Pat Mitchell is a dangerous woman. A media trailblazer, Mitchell has been boldly challenging the status quo and tirelessly advocating for women and girls for more than four decades.
She leveraged the power of media to tell women’s stories back when it was far less sexy to do so. There isn’t a box that Mitchell hasn’t checked. Emmy award-winning and Oscar-nominated producer? Check. President of CNN Productions? Check. The first woman president at PBS and the Paley Center for Media? Check. Cofounder and editorial director of TEDWomen? Check. Sundance Institute Board of Trustees chair? Check. Investor? Check.
Like many of today’s women age 50 and over, Mitchell isn’t losing steam, she’s refueling.
“I think women over 50, on the dangerous side of 50, have the potential to be the most powerful people on Earth,” Mitchell, 76, says. “We’re the best-informed, best-resourced, we’re leading healthier and longer lives all over the world and we have more information and connectivity. We have all the tools and if we apply them together around anything, to funding and supporting political candidates, we can be a force for change.”
Mitchell knows from experience. She was the first woman in media to own her own production company and helm the first national program produced and hosted by a woman, the Emmy award-winning daily talk show, “Woman to Woman.”
“I hosted and produced the show for about three years. After that Oprah came along and she and I were great friends. I sold my show back to NBC and she launched ‘The Oprah Winfrey Show’ … We were the first to do it and everyone told us that we couldn’t,” Mitchell says. “But after our very successful first year, our financial partners decided they didn’t want to be in media anymore. The learning came from realizing we were in control of everything except the finances. My partner and I didn’t understand enough about what our financial options were.”
Refusing to let the successful television program die, she and her team took the idea back to NBC, where Mitchell had previously been employed, and NBC incorporated it as a segment in the ‘Today’ show where it lived for another five years.
In her new memoir, “Becoming a Dangerous Woman: Embracing Risk to Change the World,” Mitchell shares this lesson along with a slew of others she’s learned on her journey. She says women need to always know their financial options and that she shares it as a cautionary tale.

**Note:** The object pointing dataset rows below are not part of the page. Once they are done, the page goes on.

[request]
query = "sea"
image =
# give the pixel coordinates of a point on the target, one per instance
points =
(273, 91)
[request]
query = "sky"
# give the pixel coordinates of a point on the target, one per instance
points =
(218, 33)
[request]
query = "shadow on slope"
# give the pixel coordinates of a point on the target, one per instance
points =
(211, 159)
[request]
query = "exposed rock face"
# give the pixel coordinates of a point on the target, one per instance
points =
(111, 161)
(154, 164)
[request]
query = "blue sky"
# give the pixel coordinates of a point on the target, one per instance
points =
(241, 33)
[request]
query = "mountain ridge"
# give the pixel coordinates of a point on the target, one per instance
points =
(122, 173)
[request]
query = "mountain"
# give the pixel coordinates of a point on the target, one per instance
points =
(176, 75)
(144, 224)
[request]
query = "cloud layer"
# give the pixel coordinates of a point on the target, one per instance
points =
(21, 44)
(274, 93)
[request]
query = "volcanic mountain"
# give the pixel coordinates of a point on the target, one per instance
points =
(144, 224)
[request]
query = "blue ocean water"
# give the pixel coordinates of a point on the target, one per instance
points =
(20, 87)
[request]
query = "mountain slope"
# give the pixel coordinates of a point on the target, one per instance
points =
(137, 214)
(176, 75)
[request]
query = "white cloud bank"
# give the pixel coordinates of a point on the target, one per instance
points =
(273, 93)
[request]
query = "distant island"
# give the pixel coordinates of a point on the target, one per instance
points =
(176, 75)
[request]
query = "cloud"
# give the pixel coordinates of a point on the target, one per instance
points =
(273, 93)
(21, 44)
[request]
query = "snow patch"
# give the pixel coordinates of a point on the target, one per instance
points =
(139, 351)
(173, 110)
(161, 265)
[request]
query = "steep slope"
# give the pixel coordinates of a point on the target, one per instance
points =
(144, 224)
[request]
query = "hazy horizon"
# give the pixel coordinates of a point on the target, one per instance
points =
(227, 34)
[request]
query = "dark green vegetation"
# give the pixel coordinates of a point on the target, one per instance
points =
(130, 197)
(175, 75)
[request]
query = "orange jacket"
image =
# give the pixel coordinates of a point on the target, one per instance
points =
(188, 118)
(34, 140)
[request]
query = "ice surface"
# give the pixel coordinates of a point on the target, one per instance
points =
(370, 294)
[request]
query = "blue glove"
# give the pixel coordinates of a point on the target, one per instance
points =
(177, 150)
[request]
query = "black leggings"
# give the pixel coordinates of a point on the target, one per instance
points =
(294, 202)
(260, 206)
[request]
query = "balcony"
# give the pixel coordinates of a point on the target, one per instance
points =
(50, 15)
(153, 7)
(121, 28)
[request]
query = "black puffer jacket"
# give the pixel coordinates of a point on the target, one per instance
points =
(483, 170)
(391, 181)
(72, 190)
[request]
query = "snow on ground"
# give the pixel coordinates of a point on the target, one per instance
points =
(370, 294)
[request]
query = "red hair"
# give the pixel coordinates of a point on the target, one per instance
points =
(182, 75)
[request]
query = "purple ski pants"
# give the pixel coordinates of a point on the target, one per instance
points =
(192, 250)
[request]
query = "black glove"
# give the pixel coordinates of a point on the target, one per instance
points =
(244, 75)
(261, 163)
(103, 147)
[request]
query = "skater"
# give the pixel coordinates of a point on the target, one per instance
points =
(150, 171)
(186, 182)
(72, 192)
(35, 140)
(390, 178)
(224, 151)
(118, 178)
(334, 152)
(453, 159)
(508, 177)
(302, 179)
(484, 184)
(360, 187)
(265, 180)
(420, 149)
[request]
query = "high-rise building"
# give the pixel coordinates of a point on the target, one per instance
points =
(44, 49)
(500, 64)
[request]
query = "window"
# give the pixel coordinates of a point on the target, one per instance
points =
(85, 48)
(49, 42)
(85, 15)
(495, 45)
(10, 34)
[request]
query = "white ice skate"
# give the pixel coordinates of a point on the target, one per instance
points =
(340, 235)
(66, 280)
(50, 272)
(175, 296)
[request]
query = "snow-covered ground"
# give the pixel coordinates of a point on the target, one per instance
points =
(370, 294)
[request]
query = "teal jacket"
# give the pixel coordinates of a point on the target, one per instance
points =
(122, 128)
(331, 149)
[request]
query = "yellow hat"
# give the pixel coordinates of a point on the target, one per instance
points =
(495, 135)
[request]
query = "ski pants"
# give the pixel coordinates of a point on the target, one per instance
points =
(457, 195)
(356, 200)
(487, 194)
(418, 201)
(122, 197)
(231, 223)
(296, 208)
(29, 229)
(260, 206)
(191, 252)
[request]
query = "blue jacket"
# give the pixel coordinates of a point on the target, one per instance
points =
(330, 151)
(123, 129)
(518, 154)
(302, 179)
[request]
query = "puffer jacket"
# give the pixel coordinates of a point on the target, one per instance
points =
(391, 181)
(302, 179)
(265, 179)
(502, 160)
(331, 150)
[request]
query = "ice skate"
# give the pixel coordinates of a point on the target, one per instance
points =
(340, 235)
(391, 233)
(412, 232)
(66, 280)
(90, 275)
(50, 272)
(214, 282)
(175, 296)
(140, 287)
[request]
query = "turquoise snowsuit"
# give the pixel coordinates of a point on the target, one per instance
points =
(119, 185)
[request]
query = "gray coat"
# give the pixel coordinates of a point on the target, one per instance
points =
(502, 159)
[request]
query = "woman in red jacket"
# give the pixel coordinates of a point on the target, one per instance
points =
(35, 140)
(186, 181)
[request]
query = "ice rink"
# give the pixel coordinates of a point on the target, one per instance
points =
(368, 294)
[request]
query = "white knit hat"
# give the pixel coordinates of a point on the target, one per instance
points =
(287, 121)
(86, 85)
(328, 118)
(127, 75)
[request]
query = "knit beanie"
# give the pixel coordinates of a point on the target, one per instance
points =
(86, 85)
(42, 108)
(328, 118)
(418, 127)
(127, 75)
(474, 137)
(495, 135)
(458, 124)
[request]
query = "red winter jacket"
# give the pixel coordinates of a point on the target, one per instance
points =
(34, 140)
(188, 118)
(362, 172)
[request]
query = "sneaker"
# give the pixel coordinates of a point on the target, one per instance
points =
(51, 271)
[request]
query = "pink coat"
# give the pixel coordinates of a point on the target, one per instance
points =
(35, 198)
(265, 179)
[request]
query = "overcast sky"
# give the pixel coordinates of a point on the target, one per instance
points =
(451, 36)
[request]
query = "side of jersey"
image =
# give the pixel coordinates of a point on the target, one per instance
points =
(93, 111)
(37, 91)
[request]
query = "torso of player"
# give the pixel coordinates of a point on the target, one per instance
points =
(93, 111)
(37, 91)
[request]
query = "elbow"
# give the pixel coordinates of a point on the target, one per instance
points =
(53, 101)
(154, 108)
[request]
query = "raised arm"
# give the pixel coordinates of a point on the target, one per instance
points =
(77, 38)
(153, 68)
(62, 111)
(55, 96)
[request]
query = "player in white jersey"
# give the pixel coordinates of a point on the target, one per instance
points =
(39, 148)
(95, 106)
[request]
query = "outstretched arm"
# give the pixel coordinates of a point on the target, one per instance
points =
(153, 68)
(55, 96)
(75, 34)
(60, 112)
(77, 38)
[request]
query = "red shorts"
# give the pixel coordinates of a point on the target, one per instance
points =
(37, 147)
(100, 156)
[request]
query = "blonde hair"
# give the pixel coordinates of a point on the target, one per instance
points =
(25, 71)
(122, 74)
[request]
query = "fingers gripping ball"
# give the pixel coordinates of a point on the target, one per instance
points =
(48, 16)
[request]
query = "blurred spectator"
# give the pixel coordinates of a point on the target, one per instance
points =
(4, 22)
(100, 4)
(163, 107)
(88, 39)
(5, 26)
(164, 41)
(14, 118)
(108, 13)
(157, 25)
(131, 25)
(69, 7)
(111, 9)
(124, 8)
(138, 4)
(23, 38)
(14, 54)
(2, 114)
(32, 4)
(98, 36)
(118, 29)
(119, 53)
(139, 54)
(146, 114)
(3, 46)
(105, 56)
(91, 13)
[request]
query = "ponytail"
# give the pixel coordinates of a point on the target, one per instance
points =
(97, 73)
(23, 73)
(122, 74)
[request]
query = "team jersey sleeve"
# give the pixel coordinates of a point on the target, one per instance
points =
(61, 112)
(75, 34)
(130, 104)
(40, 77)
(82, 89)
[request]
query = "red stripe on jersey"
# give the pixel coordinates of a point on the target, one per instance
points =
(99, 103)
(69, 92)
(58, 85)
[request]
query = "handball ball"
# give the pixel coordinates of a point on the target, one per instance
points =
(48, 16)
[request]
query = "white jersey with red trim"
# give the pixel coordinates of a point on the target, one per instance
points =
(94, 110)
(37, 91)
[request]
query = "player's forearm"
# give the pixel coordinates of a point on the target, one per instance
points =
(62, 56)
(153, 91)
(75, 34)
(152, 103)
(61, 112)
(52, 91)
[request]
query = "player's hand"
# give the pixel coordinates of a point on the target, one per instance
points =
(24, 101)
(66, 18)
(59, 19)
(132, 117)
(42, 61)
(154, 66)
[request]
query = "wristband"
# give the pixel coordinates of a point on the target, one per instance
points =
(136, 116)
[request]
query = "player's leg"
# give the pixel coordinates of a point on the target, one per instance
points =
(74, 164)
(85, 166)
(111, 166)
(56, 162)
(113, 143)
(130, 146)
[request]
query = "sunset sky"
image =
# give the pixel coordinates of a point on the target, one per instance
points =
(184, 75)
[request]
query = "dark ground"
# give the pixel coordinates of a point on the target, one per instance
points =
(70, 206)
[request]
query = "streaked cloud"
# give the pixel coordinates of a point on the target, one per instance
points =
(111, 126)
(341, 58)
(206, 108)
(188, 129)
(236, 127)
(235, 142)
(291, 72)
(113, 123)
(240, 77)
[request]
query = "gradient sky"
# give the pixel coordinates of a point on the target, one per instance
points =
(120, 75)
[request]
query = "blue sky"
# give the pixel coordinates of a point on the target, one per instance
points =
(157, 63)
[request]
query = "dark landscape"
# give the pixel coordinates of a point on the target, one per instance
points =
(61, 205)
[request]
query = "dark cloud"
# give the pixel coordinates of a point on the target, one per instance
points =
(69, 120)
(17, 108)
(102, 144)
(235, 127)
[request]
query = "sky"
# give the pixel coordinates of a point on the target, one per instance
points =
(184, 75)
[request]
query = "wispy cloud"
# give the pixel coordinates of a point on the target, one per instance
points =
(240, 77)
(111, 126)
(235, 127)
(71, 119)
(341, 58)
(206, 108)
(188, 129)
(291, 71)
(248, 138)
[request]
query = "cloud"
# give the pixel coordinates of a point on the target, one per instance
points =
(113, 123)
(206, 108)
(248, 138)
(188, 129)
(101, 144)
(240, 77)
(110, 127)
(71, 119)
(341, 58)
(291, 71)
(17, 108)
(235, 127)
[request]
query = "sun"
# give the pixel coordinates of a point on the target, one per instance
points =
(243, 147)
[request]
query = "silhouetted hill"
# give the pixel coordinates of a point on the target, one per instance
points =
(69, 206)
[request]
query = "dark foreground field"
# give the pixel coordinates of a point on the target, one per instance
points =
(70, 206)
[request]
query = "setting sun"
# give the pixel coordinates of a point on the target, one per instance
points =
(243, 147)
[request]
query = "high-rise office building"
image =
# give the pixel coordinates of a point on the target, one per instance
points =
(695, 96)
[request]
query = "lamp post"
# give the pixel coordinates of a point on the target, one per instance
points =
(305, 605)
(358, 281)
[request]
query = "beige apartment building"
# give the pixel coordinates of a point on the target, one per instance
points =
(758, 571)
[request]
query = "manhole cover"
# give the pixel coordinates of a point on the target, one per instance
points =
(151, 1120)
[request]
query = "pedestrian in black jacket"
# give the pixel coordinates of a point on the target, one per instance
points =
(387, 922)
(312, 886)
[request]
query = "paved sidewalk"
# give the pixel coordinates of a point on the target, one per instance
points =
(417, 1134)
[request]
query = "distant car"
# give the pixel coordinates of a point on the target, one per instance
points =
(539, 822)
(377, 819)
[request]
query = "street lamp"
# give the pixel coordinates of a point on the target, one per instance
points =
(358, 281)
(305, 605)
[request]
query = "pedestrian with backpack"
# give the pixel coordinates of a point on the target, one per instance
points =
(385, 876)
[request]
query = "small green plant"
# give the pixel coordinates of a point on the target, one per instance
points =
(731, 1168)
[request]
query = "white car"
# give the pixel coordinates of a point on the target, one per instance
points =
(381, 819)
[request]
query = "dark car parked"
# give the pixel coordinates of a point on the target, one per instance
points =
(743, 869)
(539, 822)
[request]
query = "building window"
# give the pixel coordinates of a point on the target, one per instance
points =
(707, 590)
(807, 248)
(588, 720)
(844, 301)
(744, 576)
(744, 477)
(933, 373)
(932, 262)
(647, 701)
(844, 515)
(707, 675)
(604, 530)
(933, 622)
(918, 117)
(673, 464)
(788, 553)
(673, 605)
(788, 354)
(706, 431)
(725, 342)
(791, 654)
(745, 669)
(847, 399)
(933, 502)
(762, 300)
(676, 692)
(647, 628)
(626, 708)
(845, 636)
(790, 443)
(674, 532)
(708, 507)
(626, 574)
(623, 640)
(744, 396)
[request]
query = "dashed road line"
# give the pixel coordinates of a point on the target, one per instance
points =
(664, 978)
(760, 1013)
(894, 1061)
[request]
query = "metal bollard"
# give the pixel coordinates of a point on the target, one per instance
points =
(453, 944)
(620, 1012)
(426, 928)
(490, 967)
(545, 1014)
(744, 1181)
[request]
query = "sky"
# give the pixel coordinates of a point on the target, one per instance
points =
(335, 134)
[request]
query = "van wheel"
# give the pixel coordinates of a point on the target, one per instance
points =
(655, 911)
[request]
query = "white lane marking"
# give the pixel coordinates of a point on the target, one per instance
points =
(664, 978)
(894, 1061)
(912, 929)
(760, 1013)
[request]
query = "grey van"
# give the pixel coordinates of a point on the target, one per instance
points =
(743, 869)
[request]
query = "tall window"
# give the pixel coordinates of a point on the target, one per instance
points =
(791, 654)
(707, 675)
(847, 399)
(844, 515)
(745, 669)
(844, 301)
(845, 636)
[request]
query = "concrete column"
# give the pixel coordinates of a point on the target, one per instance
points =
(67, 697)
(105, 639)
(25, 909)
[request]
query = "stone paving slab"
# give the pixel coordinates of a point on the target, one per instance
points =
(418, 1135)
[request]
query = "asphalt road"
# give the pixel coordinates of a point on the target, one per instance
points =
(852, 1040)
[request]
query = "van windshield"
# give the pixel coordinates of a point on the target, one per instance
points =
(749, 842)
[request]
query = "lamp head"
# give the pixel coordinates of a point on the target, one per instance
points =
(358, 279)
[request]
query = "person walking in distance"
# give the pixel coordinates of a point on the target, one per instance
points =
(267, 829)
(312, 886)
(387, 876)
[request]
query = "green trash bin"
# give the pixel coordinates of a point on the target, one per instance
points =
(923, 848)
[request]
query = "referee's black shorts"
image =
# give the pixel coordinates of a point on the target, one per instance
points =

“There’s a lot at stake here. [Women have] made a lot of progress but we also have not made the progress that we should of toward real equality and economic equity,” Mitchell says, adding that this empowers much of the training, motivating and giving back she does today.
“I started the book when I finally decided to leave my last CEO job. I was already 70 and I felt like I wanted to devote more of my time to my causes and my work around the world and my work with women. Several friends suggested that what I had lived through and my experiences could be a useful guide for other women,” she says. As the mother of six and grandmother of 13 started writing, she began to see connections between her experiences and current ones facing the next generation of leaders in her own family. “By the time I got around to declaring myself a dangerous woman, the book was a call to action. It’s not just my story or the 15 women I interview and profile. It’s a story of our time.”
As the book reveals, what makes Mitchell dangerous is her lifelong insistence on redefining power on her terms and leveraging that power to manifest a better world. In “Becoming a Dangerous Woman,” she shares her own path to power, from a childhood spent on a cotton farm in the South to her unprecedented rise in media and global affairs.
Mitchell wants to help female entrepreneurs become dangerous, too. She sits on the board of the Skoll Foundation which drives large-scale change by investing in, connecting, and celebrating social entrepreneurs and the innovators who help them solve the world’s most pressing problems. Mitchell’s focus is on closing the gap for funding sources for women, people of color and indigenous founders. She’s also on the board of Acumen, a nonprofit impact investment fund that invests in “Patient Capital,” capital that bridges the gap between the efficiency and scale of market-based approaches and the social impact of pure philanthropy, in entrepreneurs bringing sustainable solutions to big problems of poverty.
She encourages female entrepreneurs to step out and lead, even and especially in the places where they may be the only. “Being the first or the only one who looks like you is a lonely place and it’s harder when you’re making decisions in a spotlight. I did get challenged several times. ‘Are you hiring more women and people of color? Are you running an affirmative action program? Are you playing the woman’s card or the race card?’” she says others would ask her. “If I didn’t play those cards or make that a focus nothing would change. That was part of my journey, taking what I knew and the power of my position to pull other women along. It was a priority and is a priority for me in every job to use whatever position or influence to elevate and embolden.
“You can’t be dangerous from the sidelines. You have to be in the game,” Mitchell continues. “You have to be in the work and in the struggle. You can’t compare and compete and criticize. It would never move anything forward. My biggest advice is to be engaged and to do power differently. Don’t try to lead like the man before you. Even if he was great, the opportunity we have is to bring what we know and do especially well. You have to get in the game.”
As Mitchell says, dangerous times call for dangerous women.